Harry Potter and a nightmare for the high street bookshops
The Independent on Sunday
Millions of readers around the world may be shivering with excitement at the thought of Harry Potter and the Deathly Hallows being released at midnight on 21 July, but to those who sell the book, it is more likely to be remembered as Harry Potter and the Nightmare on High Street.
For, to them, Harry Potter is a loser. And that, ironically, may well include Bloomsbury, the publisher who found a diamond in the rockface when it discovered the author J K Rowling.
The problem is that the seventh and last book in the Potter series is expected to be the fastest-selling book of all time.
So the supermarkets, never ones to miss a “pile ‘em high, sell ‘em cheap” trick, will sell it way below cover price. And that means trouble for every other retailer, even the book chains.
Small bookshops, especially, will suffer as they struggle to keep up with the discounts offered by the industry’s big players.
Shop owners like Marilyn Brocklehurst of Norfolk Children’s Book Centre in Alby, near Cromer, said she will have to stock the book, once again, against her will for the 21 July launch.
“We will make a loss on it, but we can’t afford not to sell it,” she said. “We have to pay Bloomsbury £10.74 a copy, so I can’t afford to sell it for the price it is in Asda.” Thousands of bookshops around the country will face the same situation.
At £8.87, almost half the £17.99 cover price, Asda is treating the book as a loss leader to tempt customers through its doors rather than those of one of its rivals. Even the UK’s biggest book chain, Waterstone’s, is feeling the squeeze.
Simon Fox, who runs its parent company HMV, lamented last time round that high street bookstores looked uncompetitive, forcing him to offer the latest installment for £8.99.
But the traumas that Potter is causing bookshops pale next to the trouble the boy wizard is inadvertently causing Bloomsbury.
The publishing house was transformed from feisty independent with a few big names, such as Margaret Atwood and Will Self, to a stock market star with the world’s most valuable author.
Two years ago, the penultimate Potter novel, Harry Potter and the Half-Blood Prince, sold more copies in one day than Dan Brown’s Da Vinci Code did in a year.
And next month’s launch of Harry Potter and the Deathly Hallows will see it top the bestseller charts with sales of £17m, doubling the amount normally sold in each week.
The flipside is that when Potter hangs up his wand he will also leave a big hole at the publisher. Already Bloomsbury is facing a financial crisis with shareholders suffering from post-Potter jitters.
The value of the company has fallen by half, from £285m to £134m, because of fears about what will happen when Harry is no more.

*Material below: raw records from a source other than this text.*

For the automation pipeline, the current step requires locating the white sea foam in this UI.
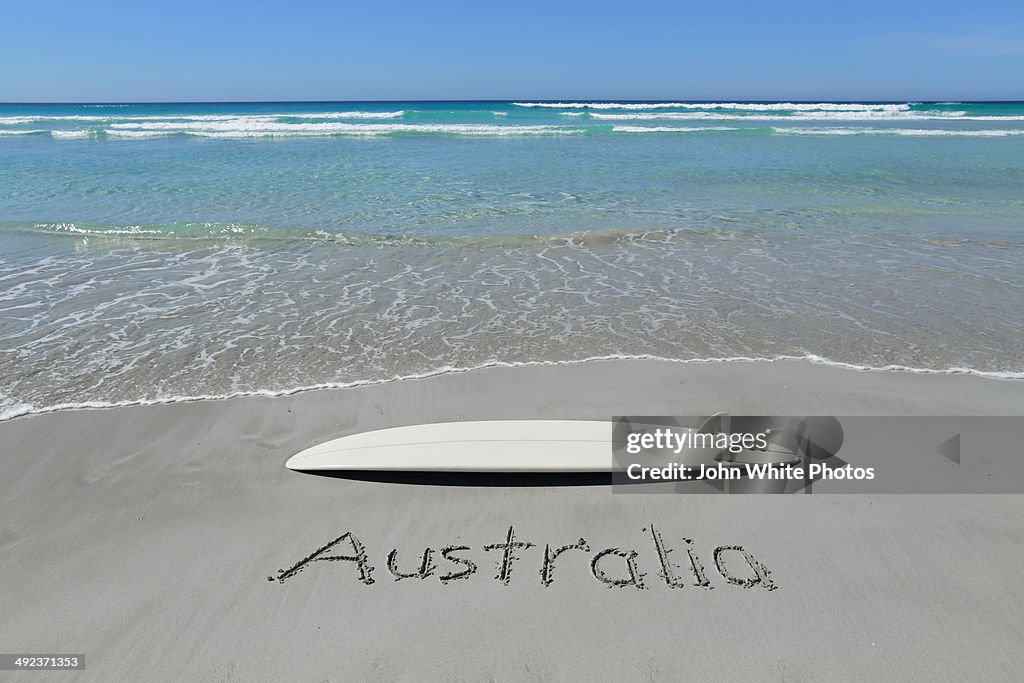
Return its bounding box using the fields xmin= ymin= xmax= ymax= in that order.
xmin=0 ymin=353 xmax=1024 ymax=422
xmin=611 ymin=126 xmax=743 ymax=133
xmin=282 ymin=110 xmax=406 ymax=119
xmin=105 ymin=117 xmax=586 ymax=138
xmin=512 ymin=102 xmax=910 ymax=112
xmin=50 ymin=130 xmax=96 ymax=139
xmin=590 ymin=111 xmax=1007 ymax=121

The first clues of what this will mean financially came in April, when Bloomsbury revealed its profits had collapsed by three-quarters to £5.2m. The shortfall was due to last year’s lack of a Potter title and a string of flops.
The marketing director of one rival publisher said: “I think Potter has put Bloomsbury under unrealistic pressure. Most publishers operate on a 5 per cent profit margin. So effectively in non-Harry Potter years, Bloomsbury is being asked to make four times that – 20 per cent. That is an unrealistic amount of money in publishing.”
In search of a new cash cow, the publisher last year was accused of being the Roman Abramovich of publishing, shelling out several eye-watering advances: £2 million apiece for historian William Dalrymple and cookery writer Hugh Fearnley-Whittingstall, as well as the over-sized deal for David Blunkett’s diaries, which didn’t sell.
The one positive legacy Potter-mania will leave behind, however, is a healthy market for children’s books. J K Rowling proved, contrary to popular opinion, that boys read.
As a result Harry Potter has led to a tide of writers following in her wake – Daniel Handler (Lemony Snicket) and current favourites Anthony Horowitz (Stormbreaker) and Charlie Higson (Young James Bond).
Wizard Facts: Harry and the money trail
Bloomsbury has paid J K Rowling an undisclosed fee in advance of the publication of ‘Harry Potter and the Deathly Hallows’.
At least three million copies of the 608-page hardback will roll off the presses to meet first-day sale orders on 21 July.
Asda has proclaimed its intention to sell copies of the book for £8.87, an apparent net loss of £1.87.
Books are dispatched to retailers by wholesalers for £10.74 per copy. The hardback price is £17.99.
Amazon will ship out 1.5 million copies and more of the book at a price of £8.99 each.
As Tesco and Asda put their books out on the shelves, small retailers will be forced to buy stock from supermarkets so they can sell copies at a competitive price.